The EU is pushing for the Paris global climate deal to take stock of all national pledges before 2020, a move that Europe’s climate commissioner Miguel Arias Canete said would mean the 28-nation bloc and many other countries would come under pressure to up their goals.
The news came on the penultimate scheduled day of the two-week Paris negotiations on a post-2020 global climate pact, with a deal yet to emerge among all 195 countries.
The EU has long backed five-year reviews of national pledges, but throwing its weight behind a pre-2020 stocktaking is the clearest signal yet the bloc could be willing to scale up its current 2030 emission reduction target of a minimum 40% cut from 1990 levels.

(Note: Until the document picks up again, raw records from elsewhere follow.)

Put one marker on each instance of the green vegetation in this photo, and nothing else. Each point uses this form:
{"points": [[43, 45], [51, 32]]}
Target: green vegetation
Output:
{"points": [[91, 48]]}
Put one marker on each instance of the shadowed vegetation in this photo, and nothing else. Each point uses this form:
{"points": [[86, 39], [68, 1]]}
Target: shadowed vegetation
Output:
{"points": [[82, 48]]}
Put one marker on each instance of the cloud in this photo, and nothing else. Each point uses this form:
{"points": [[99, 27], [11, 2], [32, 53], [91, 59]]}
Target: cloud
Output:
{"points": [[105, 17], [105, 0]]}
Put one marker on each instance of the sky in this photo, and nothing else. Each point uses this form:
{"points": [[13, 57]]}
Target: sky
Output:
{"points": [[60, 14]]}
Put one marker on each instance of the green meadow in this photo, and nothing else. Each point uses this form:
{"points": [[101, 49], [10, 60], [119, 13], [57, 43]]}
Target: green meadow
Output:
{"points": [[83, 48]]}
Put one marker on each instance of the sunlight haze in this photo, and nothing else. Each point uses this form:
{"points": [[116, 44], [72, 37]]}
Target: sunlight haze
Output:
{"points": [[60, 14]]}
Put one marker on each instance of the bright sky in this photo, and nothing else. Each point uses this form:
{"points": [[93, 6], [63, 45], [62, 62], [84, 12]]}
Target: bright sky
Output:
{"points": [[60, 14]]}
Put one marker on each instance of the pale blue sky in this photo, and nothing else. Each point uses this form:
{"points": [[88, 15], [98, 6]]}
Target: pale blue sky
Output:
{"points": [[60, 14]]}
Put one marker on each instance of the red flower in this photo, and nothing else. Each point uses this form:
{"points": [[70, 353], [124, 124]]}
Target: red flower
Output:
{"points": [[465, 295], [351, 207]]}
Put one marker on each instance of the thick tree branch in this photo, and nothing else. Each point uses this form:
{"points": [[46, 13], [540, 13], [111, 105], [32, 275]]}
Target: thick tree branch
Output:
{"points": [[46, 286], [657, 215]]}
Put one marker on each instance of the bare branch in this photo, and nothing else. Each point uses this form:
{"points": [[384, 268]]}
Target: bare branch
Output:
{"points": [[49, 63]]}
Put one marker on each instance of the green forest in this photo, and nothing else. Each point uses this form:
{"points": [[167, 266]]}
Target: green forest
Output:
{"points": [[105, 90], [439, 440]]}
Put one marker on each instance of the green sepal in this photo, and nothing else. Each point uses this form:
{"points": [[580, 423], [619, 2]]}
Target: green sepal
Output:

“If we do this stocktaking starting now, in 2021 we will be able to raise the level of ambition on a voluntary basis,” Arias Canete told a press briefing at the talks.
“For sure the European Parliament will press to raise the level of ambition (of the EU goal),” he said, adding that new policies and new technologies would emerge in the coming years.
He referred to EU data projecting that the bloc is on course to cut its emissions 24-25% under 1990 levels by 2020, outpacing its legally-binding 20% reduction goal.
Italian lawmaker Giovanni La Via, chair of the European Parliament’s environment committee, told Carbon Pulse that it was not a given that the EU Parliament would demand a deeper EU target.
“If we are going to increase our ambition, we have to look at other parts of the world. We cannot commit to increase our level of ambition if we don’t have the same ambition among other parties,” he said.
In the run-up to the Paris talks, member states have been more reluctant than parliamentarians to raise the issue of a potentially deeper goal, with many considering the 40% mark a hard-fought political bargain that should hold amid concerns about EU industry facing higher energy bills than their foreign rivals.
In October, France’s Environment Minister Segolene Royal broke ranks to suggest the increasing spread of global climate action should enable the bloc to scale up its ambition.
Poland, on the other hand, raised the prospect that the 40% goal could be weakened should the Paris talks not yield comparable goals from other economies.
Any deepening of the overall pledge would almost certainly mean a tighter cap for the EU ETS, which regulates around half of the bloc’s GHG output.
Analysts at Climate Action Tracker believe the INDCs, as they stand, would warm the planet by 2.7C, well above the 2C level countries have collectively agreed to reach.
Arias Canete said a pre-2020 review would also pressure all nations to deepen their targets, while pushing developing nations to set an earlier date for when their emissions will peak.
“That China peaks before 2030 is of upmost importance to reducing global emissions,” he added, referring to the country’s position as the world’s biggest emitter.
China has pledged to peak its emissions by 2030, adding that it will strive to do it earlier. Many observers expect China’s current emissions to crest several years before that.
The current draft Paris text includes wording for an initial review in 2018 or 2019, with the first “stocktake” of pledges once the deal is in force coming in 2024. The EU has long-pushed for more external scrutiny of INDCs, having had its call last year to review the pledges before Paris rebuffed by big emitting nations, which decried the proposal as a threat to their sovereignty.
Most countries favour a five-year review but remain divided on what form the process should take. Environmental campaigners are pushing for pledges to be subject to objective international reviews rather than far looser “facilitative dialogues”.
Of the world’s big three economic and emitting blocs, both the EU and China are already on track to meet or exceed their INDC emission pledges with policies already being implemented while the US will require some additional action, according to research by Bloomberg New Energy Finance.
Alex Hanafi of environmental group EDF said that countries have been conservative in their INDCs and that a Paris deal could encourage many to rapidly ratchet up their goals.
“You can’t judge the ambition of the Paris agreement by just looking at the national targets. It’s likely that many will over-achieve.”
He added that comprehensive rules requiring countries to be transparent about how they are meeting their pledges was a major factor in how much confidence they would have in scaling them up.